Another update on this issue.

I have been working pretty relentlessly on this issue. On Friday I completed step #5 of my 7 step plan, which gives me great visibility into memory usage in our enterprise.

https://github.com/discourse/discourse_docker/commit/03b50438d73dbe6076a5a4179e336afaef2b28c2

I noticed that despite all efforts, memory was still climbing. It was even climbing up on containers that are pretty much inactive at the moment (brand new customers)

Having this kind of information is a godsend, it allows one to test various theories.

I spent a bit of time thinking of the trend in the graph. It is constantly going up and totaly unrelated to traffic. This ruled out pg and redis as prime candidates (though clearly anything is possible). Which left me looking at other c extensions.

Previous profiling already excluded a managed leak, the number of objects in the Ruby heap was simply not growing. Number of large objects also not growing.

So I thought about message_bus and the way it relies on EventMachine for 30 second polling and other bits and pieces.

I remembered I upgraded EventMachine recently.

https://github.com/discourse/discourse/commit/d1dd0d888a950d6121afdb764aeeaaa35757ede7#diff-e79a60dc6b85309ae70a6ea8261eaf95

Funny thing is that commit was all about limiting memory growth.

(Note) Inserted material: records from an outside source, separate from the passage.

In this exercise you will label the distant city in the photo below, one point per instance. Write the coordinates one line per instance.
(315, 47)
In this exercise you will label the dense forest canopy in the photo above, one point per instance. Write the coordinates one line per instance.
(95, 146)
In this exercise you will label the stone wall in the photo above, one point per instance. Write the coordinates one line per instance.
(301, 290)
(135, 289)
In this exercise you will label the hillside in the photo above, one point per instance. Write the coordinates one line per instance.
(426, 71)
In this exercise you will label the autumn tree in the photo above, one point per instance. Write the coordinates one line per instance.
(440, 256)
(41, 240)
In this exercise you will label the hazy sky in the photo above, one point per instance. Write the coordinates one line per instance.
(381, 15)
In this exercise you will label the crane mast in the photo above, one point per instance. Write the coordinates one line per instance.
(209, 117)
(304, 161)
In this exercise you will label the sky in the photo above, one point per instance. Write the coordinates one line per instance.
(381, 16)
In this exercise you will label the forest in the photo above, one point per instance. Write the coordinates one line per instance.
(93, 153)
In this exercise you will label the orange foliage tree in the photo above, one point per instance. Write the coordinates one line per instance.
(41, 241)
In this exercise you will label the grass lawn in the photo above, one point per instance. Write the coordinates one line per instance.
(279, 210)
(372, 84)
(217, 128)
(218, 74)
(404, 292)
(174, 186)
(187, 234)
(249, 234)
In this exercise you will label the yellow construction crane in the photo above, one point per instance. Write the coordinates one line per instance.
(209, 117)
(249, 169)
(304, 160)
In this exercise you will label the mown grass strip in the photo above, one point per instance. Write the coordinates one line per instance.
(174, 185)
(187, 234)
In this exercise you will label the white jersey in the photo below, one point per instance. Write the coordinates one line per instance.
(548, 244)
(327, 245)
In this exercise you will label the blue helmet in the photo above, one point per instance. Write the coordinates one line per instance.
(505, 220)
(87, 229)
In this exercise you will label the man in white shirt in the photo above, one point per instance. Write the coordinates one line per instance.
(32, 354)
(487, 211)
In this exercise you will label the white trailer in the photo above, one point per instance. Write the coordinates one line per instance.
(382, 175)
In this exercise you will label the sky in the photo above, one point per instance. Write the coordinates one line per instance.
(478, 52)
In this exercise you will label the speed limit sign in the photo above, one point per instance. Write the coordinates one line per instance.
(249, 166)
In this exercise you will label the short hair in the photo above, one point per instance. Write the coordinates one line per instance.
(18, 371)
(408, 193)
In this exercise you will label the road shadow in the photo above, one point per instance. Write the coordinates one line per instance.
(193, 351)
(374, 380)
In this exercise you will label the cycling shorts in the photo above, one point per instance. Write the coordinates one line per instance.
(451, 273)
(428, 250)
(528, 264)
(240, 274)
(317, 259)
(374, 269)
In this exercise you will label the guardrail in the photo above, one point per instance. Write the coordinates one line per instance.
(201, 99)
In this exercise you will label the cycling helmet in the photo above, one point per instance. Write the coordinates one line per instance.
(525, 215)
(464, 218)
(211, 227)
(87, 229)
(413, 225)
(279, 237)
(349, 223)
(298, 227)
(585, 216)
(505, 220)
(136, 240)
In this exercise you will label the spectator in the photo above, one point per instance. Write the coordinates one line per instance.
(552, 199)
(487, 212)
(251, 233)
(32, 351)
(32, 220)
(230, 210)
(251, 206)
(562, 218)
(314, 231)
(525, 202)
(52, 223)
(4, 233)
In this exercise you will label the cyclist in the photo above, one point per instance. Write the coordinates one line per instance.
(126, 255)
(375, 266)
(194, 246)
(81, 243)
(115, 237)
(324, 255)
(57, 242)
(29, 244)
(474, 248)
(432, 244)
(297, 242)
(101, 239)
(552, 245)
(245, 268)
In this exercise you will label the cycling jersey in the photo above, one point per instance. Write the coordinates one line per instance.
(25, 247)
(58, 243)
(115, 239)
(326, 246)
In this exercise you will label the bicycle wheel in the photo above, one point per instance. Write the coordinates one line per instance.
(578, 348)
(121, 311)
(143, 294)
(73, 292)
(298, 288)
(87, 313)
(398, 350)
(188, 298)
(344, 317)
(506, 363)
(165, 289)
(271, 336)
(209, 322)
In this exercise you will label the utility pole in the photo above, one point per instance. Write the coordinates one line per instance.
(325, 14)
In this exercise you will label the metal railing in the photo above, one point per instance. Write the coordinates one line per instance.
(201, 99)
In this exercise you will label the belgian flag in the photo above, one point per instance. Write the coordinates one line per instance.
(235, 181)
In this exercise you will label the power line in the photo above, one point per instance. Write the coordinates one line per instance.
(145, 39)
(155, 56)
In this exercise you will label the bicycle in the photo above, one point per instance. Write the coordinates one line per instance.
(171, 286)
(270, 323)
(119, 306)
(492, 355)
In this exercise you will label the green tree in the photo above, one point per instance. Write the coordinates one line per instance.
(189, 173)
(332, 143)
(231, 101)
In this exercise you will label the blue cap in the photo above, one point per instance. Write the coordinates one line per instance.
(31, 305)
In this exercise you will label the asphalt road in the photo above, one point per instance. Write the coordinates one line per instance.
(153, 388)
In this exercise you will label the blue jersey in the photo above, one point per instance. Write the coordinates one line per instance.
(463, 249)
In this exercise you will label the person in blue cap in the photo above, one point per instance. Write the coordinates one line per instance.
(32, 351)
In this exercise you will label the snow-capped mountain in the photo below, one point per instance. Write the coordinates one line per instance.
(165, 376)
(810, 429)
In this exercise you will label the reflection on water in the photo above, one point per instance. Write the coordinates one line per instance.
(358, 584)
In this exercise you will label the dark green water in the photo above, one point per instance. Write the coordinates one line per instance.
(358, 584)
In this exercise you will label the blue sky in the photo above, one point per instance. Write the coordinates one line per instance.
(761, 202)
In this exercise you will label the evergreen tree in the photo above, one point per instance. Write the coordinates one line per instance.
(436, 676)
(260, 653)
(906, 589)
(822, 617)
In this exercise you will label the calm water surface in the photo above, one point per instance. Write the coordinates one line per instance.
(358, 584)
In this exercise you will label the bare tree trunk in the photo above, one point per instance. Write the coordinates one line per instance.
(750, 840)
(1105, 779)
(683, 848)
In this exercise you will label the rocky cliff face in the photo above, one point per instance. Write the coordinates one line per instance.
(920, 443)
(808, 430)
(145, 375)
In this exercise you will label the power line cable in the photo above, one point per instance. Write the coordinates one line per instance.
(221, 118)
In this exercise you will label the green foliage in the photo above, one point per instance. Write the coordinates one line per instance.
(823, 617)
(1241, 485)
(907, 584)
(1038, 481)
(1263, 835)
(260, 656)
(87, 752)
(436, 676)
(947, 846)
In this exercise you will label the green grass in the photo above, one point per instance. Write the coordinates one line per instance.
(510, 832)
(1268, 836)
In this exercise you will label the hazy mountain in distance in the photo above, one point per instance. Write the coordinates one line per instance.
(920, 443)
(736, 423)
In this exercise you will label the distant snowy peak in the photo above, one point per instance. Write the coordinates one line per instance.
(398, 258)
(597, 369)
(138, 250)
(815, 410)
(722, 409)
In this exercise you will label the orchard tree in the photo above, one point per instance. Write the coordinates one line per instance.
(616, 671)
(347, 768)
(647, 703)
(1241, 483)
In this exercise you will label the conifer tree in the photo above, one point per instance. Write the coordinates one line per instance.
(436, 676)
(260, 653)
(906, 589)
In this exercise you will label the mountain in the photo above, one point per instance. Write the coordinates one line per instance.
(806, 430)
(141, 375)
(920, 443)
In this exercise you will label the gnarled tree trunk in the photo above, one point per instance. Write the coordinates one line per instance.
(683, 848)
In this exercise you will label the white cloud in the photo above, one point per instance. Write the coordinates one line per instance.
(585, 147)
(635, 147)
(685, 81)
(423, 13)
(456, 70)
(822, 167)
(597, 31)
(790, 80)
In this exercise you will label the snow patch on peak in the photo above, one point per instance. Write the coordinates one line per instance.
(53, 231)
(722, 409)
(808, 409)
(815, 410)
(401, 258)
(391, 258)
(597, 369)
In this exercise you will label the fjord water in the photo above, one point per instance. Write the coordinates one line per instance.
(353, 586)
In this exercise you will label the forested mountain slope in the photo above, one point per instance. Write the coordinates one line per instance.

Anyway, it appears there is a memory leak in the EventMachine gem, that was recently merged in by @tmm1.

So, I went back to that container set and upgraded one of the containers in the set to the latest version of EventMachine last night, just before I went to sleep.

In the morning I could see this picture:

So I am very cautiously optimistic here. I applied the fix to our code:

https://github.com/discourse/discourse/commit/43375c8b15f95ac3eb4a797b6a99d20f354cc1e6

We are now deploying this to all our customers, then I will be watching memory for the next 24 hours.

If all looks good we will push a new beta tomorrow. If not, well, I will continue hunting this down.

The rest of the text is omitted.